In several previous blogs (Haeckel, Calder, Jess, Merian, and Baer) I referred to artists with technical backgrounds, and to the connections between math and art. I have also quoted artists and mathematicians who sought to separate math from art: Robert Mangold, — "Abstraction is an idea. Geometry is not."; Mel Bochner, — "Happily there seems to be little or no connection between art and mathematics (math deals with abstractions, art deals with tangibilities)."; and the mathematician, G. H. Hardy — "A mathematician, like a painter or a poet, is a maker of patterns. If his patterns are more permanent than theirs, it is because they are made with ideas."

I received a Kindle for my birthday, and the first book I read was Ian Stewart's Why Beauty Is Truth: A History of Symmetry. This is a fascinating history of the idea of symmetry, how central it is to mathematics, and of the mathematicians that worked out what we currently know about the concept. (Much of the math is over my head.) In one short section Stewart explains how artists Filippo Brunelleschi and others formulated, Leonardo da Vinci applied, and Piero della Francesca perfected the mathematics of perspective, and how this fits into the continuous thread of discovery.
"In those days [during the Renaissance] mathematics and art were rather close; not just in architecture but in painting. The Renaissance artist discovered how to apply geometry to perspective. They found geometric rules for drawing images on paper that really looked like three-dimensional objects and scenes. In so doing, they invented a new and extremely beautiful kind of geometry."

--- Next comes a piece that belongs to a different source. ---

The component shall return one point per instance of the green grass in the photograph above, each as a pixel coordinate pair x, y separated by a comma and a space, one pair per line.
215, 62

Flagellation of Christ by Piero della Francesca
Galleria Nazionale delle Marche, Urbino, Italy


In the 17th century, Girard Desargues used this math to develop a new non-Euclidean, projective geometry. Desargues' contribution was a key step in the path that leads to the mathematics of higher dimensions.

So despite what Mangold, Bochner, and Hardy had to say, there is an important connection between math and art. That relation may have been strongest during the Renaissance, but continues in the math if not the art of today.